秘密のベビーのはずが、溺甘パパになった御曹司に一途愛で包まれています
 体を起こした大雅に気づいて閉じていた瞼をそっと開けると、まとっている服を脱ぐ姿が視界に入る。鍛えているのか、程よく引き締まった裸身に視線が釘付けになる。

「いい?」

 いくつかのやりとりをしている間に準備を整えた大雅が、再び覆いかぶさってくる。熱いまなざしで許可を求められ、頬を赤らめながら小さくうなずき返した。

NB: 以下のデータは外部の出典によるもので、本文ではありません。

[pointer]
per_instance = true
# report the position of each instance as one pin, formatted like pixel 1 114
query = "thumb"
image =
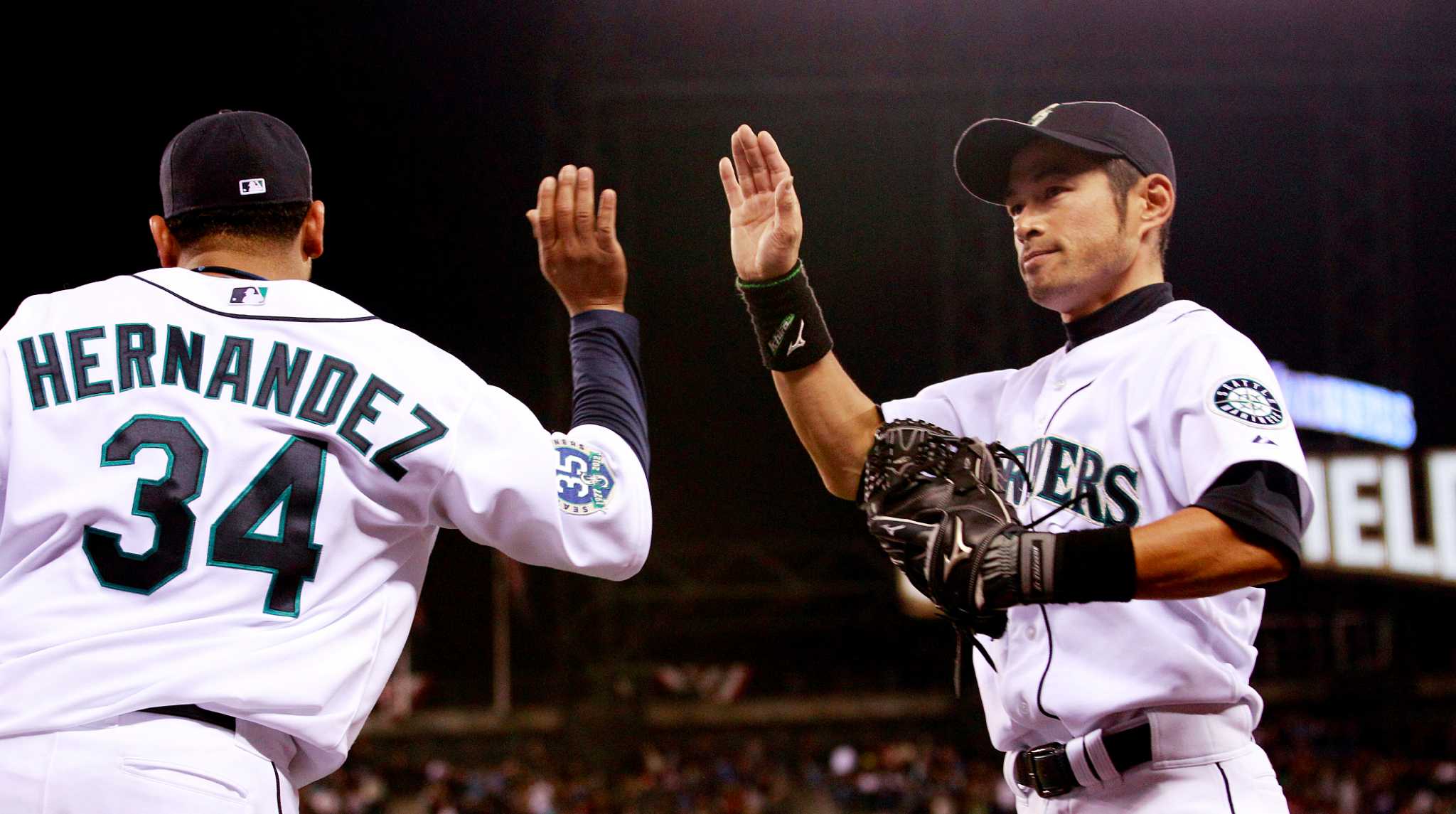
pixel 783 198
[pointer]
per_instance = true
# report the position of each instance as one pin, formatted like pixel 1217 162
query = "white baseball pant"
pixel 140 764
pixel 1203 764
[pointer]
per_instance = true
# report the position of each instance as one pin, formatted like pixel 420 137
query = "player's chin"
pixel 1046 291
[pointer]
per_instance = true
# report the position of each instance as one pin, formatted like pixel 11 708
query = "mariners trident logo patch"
pixel 584 483
pixel 1247 401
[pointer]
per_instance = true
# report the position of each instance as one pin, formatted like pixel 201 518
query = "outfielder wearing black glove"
pixel 936 503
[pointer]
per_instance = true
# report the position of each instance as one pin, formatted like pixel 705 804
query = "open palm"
pixel 764 212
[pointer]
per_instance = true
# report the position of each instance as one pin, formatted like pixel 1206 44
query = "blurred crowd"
pixel 1324 768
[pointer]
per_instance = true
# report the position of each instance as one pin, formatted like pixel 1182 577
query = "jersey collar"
pixel 284 300
pixel 228 272
pixel 1118 314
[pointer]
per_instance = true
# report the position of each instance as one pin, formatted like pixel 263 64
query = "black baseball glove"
pixel 936 503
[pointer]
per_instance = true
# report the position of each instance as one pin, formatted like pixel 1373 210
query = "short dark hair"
pixel 1123 175
pixel 258 223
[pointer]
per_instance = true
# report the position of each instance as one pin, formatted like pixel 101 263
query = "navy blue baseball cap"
pixel 235 159
pixel 986 149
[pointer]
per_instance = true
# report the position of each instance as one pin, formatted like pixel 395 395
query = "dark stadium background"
pixel 1317 210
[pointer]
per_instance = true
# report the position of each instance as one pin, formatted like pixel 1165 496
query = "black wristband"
pixel 1036 567
pixel 1096 565
pixel 786 319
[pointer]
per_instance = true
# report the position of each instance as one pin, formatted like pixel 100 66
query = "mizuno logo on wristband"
pixel 797 343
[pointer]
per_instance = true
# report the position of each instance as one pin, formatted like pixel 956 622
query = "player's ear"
pixel 168 250
pixel 1158 201
pixel 312 233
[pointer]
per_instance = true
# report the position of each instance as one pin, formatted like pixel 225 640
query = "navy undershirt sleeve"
pixel 1258 498
pixel 606 376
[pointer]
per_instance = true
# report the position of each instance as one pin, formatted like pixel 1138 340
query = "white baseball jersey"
pixel 1140 421
pixel 225 493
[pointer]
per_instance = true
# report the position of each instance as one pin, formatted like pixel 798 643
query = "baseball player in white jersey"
pixel 222 484
pixel 1147 468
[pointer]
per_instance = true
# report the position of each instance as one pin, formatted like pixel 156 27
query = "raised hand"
pixel 577 242
pixel 764 210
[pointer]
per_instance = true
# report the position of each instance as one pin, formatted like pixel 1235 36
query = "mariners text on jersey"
pixel 1069 473
pixel 237 372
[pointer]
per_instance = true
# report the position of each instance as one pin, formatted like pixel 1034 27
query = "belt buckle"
pixel 1049 769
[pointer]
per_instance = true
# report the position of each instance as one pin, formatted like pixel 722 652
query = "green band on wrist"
pixel 786 319
pixel 797 269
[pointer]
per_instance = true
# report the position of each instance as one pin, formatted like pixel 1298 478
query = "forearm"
pixel 608 376
pixel 833 418
pixel 1194 554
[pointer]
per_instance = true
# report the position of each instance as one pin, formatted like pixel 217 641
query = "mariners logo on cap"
pixel 248 296
pixel 584 483
pixel 1247 401
pixel 1042 115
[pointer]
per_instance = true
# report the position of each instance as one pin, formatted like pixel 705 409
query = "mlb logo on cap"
pixel 248 296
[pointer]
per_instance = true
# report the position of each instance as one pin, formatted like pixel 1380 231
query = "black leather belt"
pixel 1047 769
pixel 196 714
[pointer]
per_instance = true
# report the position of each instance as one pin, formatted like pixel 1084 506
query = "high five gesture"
pixel 765 218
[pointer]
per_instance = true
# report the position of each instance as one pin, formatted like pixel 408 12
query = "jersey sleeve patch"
pixel 1247 401
pixel 584 483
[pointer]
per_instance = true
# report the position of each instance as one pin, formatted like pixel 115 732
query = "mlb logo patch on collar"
pixel 250 296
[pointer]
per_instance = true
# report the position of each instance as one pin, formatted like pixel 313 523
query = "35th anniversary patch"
pixel 584 483
pixel 1247 401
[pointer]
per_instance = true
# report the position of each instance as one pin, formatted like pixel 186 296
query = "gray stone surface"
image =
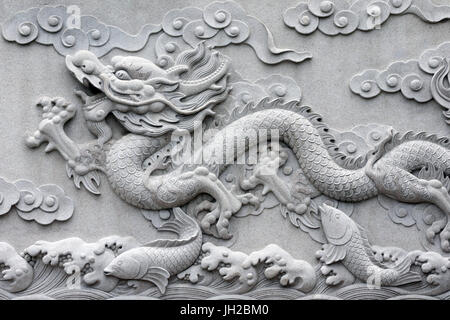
pixel 324 83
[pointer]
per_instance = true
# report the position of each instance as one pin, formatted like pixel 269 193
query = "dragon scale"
pixel 125 172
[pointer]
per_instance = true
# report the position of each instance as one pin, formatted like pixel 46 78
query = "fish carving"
pixel 348 244
pixel 158 260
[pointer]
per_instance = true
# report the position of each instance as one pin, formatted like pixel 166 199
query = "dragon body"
pixel 151 102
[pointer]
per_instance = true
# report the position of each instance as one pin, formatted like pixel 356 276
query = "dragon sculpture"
pixel 152 103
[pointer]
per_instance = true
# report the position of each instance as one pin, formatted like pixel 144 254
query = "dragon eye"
pixel 122 75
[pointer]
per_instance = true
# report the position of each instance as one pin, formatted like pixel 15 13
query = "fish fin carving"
pixel 404 265
pixel 334 253
pixel 406 276
pixel 158 276
pixel 367 246
pixel 409 277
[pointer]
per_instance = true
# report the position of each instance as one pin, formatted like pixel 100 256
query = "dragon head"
pixel 148 99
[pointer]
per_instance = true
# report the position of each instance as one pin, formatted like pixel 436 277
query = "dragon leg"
pixel 403 186
pixel 227 203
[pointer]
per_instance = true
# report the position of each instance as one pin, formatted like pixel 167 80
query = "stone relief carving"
pixel 314 174
pixel 44 204
pixel 218 25
pixel 342 17
pixel 423 80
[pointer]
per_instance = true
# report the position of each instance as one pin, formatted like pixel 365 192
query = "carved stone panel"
pixel 226 150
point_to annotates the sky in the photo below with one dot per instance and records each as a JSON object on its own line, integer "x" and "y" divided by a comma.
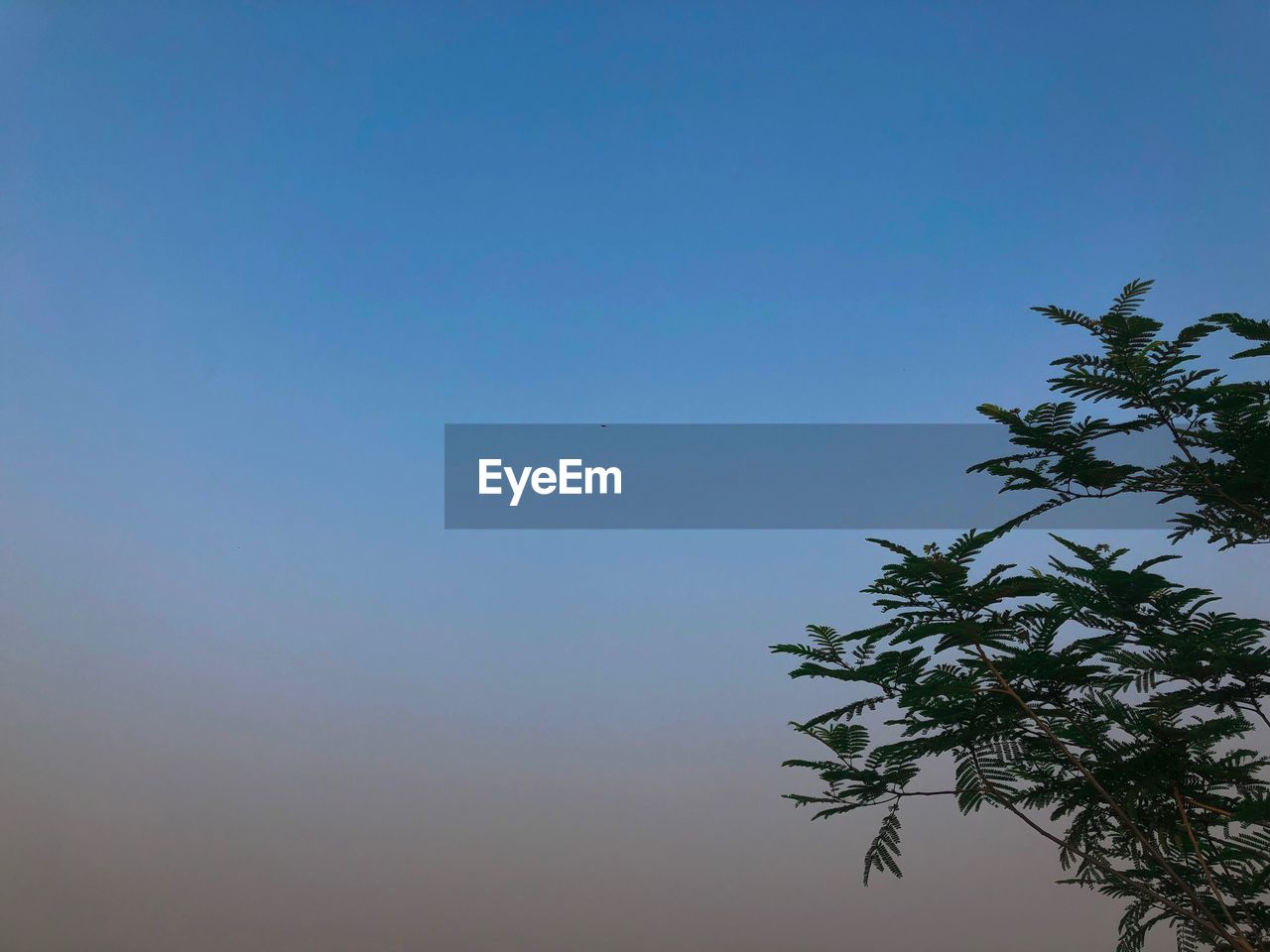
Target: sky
{"x": 254, "y": 257}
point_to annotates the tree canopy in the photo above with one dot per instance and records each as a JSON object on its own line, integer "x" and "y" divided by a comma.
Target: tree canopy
{"x": 1089, "y": 698}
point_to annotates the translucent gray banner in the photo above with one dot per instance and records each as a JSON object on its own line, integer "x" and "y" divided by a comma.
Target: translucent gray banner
{"x": 749, "y": 476}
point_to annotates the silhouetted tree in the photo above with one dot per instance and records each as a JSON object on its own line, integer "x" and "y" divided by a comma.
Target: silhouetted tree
{"x": 1092, "y": 699}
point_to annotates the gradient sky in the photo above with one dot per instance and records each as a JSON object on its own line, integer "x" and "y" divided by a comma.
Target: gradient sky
{"x": 253, "y": 257}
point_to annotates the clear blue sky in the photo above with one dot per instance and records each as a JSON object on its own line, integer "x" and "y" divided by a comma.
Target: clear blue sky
{"x": 253, "y": 257}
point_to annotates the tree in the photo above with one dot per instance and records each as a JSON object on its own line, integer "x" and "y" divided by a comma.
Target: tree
{"x": 1091, "y": 699}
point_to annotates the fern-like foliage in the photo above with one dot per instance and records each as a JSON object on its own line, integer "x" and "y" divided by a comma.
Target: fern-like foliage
{"x": 1219, "y": 429}
{"x": 1091, "y": 698}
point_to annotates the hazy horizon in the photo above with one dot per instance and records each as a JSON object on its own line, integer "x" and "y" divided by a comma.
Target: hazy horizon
{"x": 253, "y": 259}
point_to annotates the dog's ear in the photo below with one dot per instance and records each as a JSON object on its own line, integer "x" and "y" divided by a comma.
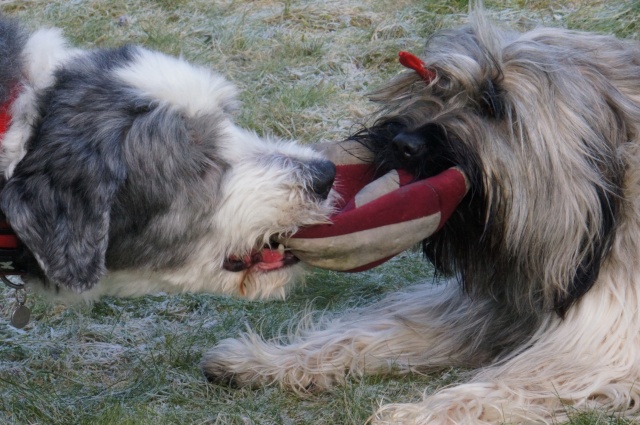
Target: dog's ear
{"x": 58, "y": 202}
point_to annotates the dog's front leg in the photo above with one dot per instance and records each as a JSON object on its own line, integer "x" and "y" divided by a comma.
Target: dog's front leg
{"x": 429, "y": 326}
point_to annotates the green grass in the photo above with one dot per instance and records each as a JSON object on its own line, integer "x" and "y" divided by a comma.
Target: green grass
{"x": 304, "y": 68}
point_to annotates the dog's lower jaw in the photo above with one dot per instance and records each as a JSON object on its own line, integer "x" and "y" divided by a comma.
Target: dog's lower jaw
{"x": 250, "y": 285}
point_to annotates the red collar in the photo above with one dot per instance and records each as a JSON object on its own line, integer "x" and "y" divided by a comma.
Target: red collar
{"x": 11, "y": 249}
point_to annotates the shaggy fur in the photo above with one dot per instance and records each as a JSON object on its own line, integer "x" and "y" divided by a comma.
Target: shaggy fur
{"x": 545, "y": 296}
{"x": 125, "y": 174}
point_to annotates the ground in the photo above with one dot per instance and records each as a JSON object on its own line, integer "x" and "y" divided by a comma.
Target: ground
{"x": 304, "y": 68}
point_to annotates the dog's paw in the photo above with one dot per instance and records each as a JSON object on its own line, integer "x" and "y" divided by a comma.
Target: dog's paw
{"x": 251, "y": 361}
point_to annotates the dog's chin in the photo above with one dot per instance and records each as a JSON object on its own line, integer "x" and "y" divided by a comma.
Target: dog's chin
{"x": 271, "y": 256}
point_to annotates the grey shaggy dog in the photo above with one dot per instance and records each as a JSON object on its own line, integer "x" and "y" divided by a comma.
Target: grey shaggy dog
{"x": 124, "y": 174}
{"x": 544, "y": 300}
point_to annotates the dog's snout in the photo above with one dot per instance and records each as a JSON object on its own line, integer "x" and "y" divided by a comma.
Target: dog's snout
{"x": 324, "y": 172}
{"x": 408, "y": 145}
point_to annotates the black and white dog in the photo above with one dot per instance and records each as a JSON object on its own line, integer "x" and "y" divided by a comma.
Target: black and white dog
{"x": 125, "y": 174}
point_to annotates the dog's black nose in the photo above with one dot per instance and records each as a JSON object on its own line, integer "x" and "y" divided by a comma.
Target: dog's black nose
{"x": 408, "y": 145}
{"x": 324, "y": 172}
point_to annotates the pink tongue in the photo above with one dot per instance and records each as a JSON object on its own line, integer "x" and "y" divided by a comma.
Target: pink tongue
{"x": 271, "y": 259}
{"x": 266, "y": 259}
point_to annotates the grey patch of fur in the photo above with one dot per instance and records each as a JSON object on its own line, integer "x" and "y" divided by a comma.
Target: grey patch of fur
{"x": 97, "y": 152}
{"x": 12, "y": 40}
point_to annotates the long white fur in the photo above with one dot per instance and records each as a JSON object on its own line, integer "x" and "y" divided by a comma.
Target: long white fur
{"x": 590, "y": 359}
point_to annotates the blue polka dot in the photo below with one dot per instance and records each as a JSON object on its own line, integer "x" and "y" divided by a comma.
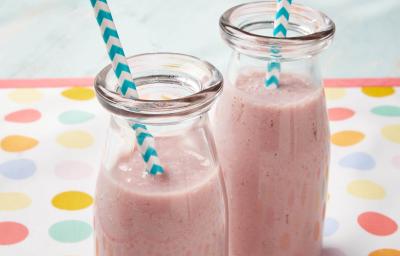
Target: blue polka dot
{"x": 358, "y": 160}
{"x": 330, "y": 226}
{"x": 18, "y": 169}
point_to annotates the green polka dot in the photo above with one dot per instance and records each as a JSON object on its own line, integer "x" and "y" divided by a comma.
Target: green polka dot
{"x": 386, "y": 110}
{"x": 70, "y": 231}
{"x": 74, "y": 117}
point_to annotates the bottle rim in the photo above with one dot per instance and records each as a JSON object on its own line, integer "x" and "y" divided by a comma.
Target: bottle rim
{"x": 314, "y": 31}
{"x": 175, "y": 69}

 さっと口づけをした後に、大雅がゆっくりと私の中に入ってくる。いよいよかと、ぎゅっと瞼を閉じた。

「うっ……」

「大丈夫?」

 初めての痛みに、たまらずうめき声がもれる。
 でもここでやめてほしくなくて、こくこくとうなずく。

「ごめんね、痛いよな」

 彼の背中に腕を回して縋りつけば、すかさず抱きしめ返してくれた。互いの素肌が触れ合う心地よさに、強張っていた体からわずかに力が抜ける。

「はぁ」

 しばらくして聞こえてきた彼の艶めかしい吐息にそっと目を開ければ、笑みを浮かべて私を見つめる大雅がいた。

「よく頑張った」

 髪をなでながら額に頬に口づけられて、くすぐったさに肩を竦める。
 次第に痛みが引いていくと、この人とひとつになれたのだと実感が強くなる。互いの体温を感じながら、しばらく幸福感に浸った。